Barba Ensopada de Sangue

Persuadir uma pessoa a não seguir o coração é obsceno, a persuasão é uma coisa obscena, a gente sabe do que precisa e ninguém pode nos aconselhar.
Daniel Galera, Barba Ensopada de Sangue, pág. 32.

Barba Ensopada de Sangue é o quarto romance do paulista agauchado Daniel Galera. Um livro intenso, nu, cru e muito bem construído. Meu contato anterior com o autor se resumia a familiaridade do seu nome visto em sites, blogs e numa antologia de textos. Eis então que recebo a indicação direta da minha amiga Luiza, já encantada pelo autor, quando ela devorava este livro. O livro não é recente, mas ao ler temos a noção de que esta é uma história atemporal, embora o tempo e o espaço sejam pontos significativamente importantes para o desenvolvimento da trama.

A história se passa em 2008, no litoral de Santa Catarina, mais precisamente em Garopaba, uma cidadezinha cheia de mitos e mazelas. O protagonista inominado é um educador físico que resolve se mudar para Garopaba, com o intuito de investigar a morte misteriosa do seu avô. No primeiro capítulo, temos um diálogo entre o educador físico e seu pai, que comunica sua decisão de se suicidar e pede ao filho que sacrifique sua cachorra Beta, para que a mesma não sofra a morte do dono. Antes disso, o pai suicida (a quem se atribui a citação inicial deste texto) narra a história de Gaudério, avô do protagonista, que foi assassinado brutalmente em Garopaba, onde havia decidido ir morar e onde havia construído uma má fama.
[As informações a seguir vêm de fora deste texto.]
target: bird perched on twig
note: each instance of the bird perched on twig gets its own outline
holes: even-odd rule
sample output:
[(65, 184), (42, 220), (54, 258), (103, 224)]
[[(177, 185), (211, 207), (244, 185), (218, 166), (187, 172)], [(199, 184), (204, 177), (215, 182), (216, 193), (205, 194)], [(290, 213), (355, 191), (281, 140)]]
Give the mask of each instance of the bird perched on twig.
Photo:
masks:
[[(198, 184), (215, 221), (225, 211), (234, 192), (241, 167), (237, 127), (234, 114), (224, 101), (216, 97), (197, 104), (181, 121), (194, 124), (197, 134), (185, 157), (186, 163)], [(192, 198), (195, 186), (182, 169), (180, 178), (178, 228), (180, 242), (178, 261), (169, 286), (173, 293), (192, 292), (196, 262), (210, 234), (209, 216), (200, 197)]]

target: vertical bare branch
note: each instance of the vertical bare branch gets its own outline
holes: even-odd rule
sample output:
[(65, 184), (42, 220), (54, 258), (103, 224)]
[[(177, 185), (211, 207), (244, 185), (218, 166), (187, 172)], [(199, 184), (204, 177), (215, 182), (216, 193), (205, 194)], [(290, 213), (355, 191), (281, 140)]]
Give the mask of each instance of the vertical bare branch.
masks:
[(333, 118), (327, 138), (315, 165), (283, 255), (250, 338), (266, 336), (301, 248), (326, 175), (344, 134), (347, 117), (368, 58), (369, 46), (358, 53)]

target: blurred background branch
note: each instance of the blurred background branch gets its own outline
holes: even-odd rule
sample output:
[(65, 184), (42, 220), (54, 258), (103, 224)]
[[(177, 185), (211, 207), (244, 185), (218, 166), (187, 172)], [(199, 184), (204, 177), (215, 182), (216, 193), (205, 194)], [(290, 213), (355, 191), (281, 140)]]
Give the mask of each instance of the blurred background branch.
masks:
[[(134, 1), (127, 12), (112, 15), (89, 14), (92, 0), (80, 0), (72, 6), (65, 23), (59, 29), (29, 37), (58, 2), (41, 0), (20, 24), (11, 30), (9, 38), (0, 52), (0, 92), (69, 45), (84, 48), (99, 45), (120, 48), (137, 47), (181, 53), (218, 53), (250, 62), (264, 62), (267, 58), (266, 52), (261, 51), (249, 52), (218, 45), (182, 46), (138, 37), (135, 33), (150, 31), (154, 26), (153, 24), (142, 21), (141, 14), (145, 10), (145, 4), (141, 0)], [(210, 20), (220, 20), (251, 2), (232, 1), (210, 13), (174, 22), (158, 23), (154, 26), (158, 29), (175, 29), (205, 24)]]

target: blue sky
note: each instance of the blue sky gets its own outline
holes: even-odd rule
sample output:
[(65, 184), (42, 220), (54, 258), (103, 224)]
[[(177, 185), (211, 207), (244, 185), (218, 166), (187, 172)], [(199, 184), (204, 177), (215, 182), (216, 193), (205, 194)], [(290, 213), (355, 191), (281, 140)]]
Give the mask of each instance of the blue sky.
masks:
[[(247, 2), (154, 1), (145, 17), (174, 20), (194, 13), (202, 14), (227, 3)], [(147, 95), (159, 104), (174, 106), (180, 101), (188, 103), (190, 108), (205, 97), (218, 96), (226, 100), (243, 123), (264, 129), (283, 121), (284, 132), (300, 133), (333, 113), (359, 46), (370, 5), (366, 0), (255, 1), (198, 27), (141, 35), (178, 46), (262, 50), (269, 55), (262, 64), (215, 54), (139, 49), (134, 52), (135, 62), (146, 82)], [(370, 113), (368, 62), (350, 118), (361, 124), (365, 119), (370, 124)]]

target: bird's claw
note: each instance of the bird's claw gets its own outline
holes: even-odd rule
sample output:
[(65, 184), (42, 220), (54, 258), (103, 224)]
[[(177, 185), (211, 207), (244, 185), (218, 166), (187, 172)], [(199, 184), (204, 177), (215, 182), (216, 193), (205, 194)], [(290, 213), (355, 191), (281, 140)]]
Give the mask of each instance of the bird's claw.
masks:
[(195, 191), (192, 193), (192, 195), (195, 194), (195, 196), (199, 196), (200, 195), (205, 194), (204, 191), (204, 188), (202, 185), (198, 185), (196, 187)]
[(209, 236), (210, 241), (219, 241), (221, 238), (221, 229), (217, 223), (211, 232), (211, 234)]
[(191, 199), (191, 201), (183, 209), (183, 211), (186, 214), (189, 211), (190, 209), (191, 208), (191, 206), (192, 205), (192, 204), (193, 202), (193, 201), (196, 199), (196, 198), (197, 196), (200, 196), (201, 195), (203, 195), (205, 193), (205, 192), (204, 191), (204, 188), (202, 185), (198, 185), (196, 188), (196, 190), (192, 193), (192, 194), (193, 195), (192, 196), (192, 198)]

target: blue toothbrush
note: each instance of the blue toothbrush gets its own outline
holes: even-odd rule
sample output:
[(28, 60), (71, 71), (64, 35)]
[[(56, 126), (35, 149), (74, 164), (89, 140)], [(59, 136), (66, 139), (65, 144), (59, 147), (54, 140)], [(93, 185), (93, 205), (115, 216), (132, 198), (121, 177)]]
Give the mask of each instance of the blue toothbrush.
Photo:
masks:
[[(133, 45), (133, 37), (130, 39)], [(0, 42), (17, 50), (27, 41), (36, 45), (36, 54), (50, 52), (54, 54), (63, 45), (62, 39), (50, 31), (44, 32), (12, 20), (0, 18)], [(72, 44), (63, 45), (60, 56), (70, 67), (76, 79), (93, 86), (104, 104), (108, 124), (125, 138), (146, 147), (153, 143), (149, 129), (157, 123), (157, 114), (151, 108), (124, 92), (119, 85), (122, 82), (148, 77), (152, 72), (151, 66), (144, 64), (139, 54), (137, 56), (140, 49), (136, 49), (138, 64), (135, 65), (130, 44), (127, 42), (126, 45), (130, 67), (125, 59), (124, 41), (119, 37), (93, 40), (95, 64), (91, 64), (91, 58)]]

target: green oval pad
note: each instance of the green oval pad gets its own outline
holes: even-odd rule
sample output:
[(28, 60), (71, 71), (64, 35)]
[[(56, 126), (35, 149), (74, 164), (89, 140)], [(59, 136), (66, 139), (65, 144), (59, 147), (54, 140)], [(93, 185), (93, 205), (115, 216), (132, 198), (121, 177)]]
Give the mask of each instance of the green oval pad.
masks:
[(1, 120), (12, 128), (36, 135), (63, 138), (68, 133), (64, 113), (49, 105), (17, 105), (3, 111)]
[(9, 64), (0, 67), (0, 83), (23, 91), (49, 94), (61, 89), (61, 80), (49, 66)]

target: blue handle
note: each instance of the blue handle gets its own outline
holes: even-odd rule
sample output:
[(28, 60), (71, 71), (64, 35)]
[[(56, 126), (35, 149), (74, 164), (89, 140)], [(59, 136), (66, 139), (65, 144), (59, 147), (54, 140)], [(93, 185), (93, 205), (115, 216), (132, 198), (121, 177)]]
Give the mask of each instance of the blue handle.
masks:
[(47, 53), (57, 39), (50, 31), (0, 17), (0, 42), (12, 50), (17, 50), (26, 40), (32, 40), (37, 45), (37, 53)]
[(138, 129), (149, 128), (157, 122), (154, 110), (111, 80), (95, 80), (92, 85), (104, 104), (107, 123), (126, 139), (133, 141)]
A princípio o que se sabe é que Gaudério foi morto durante um baile. Houve um apagão e quando as luzes se acenderam seu corpo estava inerte no chão, tendo recebido inúmeras facadas. Sem um suspeito específico, já que o fulano era odiado por toda a cidade, o caso (e não o morto) foi enterrado e ninguém toca no assunto. É com esse pontapé que o protagonista do livro vai parar na cidade onde seu avô foi assassinado. Os tempos são outros, alguns moradores também se renovaram e o educador físico consegue trilhar um caminho diferente do seu antecessor, mais pautado na simpatia entre os nativos. Até que ele resolve fazer perguntas sobre a “lenda” do seu avô, despertando assim a hostilidade hereditária da população. Até quem nasceu depois do ocorrido ignora o assunto, movidos por um temor incrustado das histórias familiares. Assim como, na maioria das vezes, uma criança é ensinada a seguir a crenças dos pais, assim também é com a história do Gaudério.

O nosso protagonista transgressor contraria um dos desejos do seu pai e não sacrifica a cachorra. Resolve adotá-la, e isso a transforma na sua companheira inseparável. Excetuando o protagonista, a cachorra Beta é a personagem mais bem construída do livro. Ela tem personalidade e mais “humanidade” do que muitos humanos, sendo impossível não compará-la ou até mesmo associá-la à cachorra Baleia que Graciliano Ramos eternizou em Vidas Secas. A referência chega a ser uma espécie de inversão, em que o autor mostra que há sofrimento, felicidade e esperança independente do locus em que a mazela se faça presente.

Ainda que seja algo tão claro e intencional, há diálogo entre os livros de Daniel e Graciliano. Enquanto o nordestino escreve sobre um ambiente assolado pela seca, Galera pinta um cenário inundado, seja pela imensidão do oceano que mais leva do que dá para a população, seja pela chuva que mesmo sem trégua não lava a sujeira incrustada no caráter da sociedade. A semelhança está no fato de que em ambos os livros há uma inversão entre os comportamentos humano e animal, usando como base a inserção do cachorro (o melhor amigo do homem). O vaqueiro de Graciliano, chamado de bicho (no sentido de animal), e o educador físico de Daniel se inserem em situações em que o instinto e a ferocidade, características animalescas, se sobrepõem à racionalidade humana. Os conhecedores da obra de Graciliano sabem que o nome da cachorra, Baleia, é uma metáfora à esperança dos seus personagens. Por fim, no livro de Daniel, o dono pergunta à sua cadela “Quer virar baleia agora?”, quando esta tenta adentrar num ambiente que não lhe pertence.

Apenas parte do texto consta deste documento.